He has been out of high school for less than a year, and already Graham Rahal has started making a name for himself – in fact, he’s put himself into the racing history books. At just over 19 years of age, Graham Rahal has become the youngest driver to win an Indy-car race.
Graham Rahal has managed to beat former record holder Marco Andretti by just 74 days. Andretti was 19 years, 167 days old when he first broke the record for youngest Indy-car race winner as a rookie on the Infineon road course in Sonoma, California, in 2006. Now, just days ago, at 19 years and 93 days old, Rahal has replaced Andretti as the youngest winner in Indy car history. The new record was set at the St. Petersburg Grand Prix circuit in Florida, during the second race of the season.
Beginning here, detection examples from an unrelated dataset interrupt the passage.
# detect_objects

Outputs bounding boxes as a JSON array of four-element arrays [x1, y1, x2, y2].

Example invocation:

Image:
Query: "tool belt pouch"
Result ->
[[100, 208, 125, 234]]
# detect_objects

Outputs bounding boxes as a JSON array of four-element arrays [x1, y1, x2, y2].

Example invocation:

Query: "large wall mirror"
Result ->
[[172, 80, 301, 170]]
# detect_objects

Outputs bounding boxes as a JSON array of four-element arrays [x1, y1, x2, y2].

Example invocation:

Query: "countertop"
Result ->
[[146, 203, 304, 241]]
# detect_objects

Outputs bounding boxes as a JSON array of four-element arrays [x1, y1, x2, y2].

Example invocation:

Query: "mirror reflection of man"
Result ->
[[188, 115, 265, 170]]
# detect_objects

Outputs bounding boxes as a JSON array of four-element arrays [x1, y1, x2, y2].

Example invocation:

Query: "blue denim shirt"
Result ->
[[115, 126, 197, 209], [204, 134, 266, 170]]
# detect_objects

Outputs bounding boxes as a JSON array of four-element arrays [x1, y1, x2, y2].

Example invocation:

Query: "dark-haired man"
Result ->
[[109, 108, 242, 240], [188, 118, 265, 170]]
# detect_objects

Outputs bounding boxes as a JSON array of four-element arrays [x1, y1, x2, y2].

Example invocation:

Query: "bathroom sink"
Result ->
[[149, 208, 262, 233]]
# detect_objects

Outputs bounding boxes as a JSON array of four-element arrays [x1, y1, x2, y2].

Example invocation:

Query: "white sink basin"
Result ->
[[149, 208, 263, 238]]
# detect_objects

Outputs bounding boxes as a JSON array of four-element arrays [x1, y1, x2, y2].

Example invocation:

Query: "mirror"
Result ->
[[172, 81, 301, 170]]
Yet this achievement definitely didn’t come easy.
The trouble started eight days earlier when his team couldn’t get his car repaired in time for him to race in the season opener. That meant that he had to sit the season opener out. When the race finally started, it was raining and Rahal started ninth. This relatively good position soon meant nothing when he got hit from behind by Will Power and spun out. When he eventually managed to recover he was almost at the back of the pack. In a start that would discourage most drivers, it would seem that Graham Rahal just hunkered down and worked harder at climbing his way to first place.
His first major boost came when he became one of the first drivers in the race to switch from grooved rain tires to slicks as soon as the track started to dry. This pit stop put him second in line for the restart. Ryan Hunter-Reay was in first place but needed to conserve fuel and so Graham Rahal was able to make a good start and get a good lead at the restart. With less that four minutes left to the race, another caution caused yet another restart. Graham Rahal was in the lead but he was constantly dogged by Helio Castroneves, the winner of the previous two St. Petersburg races, and he had to work hard to make sure that Castroneves didn’t overtake him. His hard work paid off and Rahal was able to pull away from Castroneves in the last four laps of the 1.9 mile street course. The race lasted just two hours and in that short time Rahal made history.
Rahal’s father Bobby, himself a three-time season champion, greeted Rahal in the victory lane. They hugged and his father said simply: “Nice job.” When asked about his success in a later interview, Rahal said that the win felt “great” and praised his team for doing an “awesome job”. Way-to-go Graham Rahal!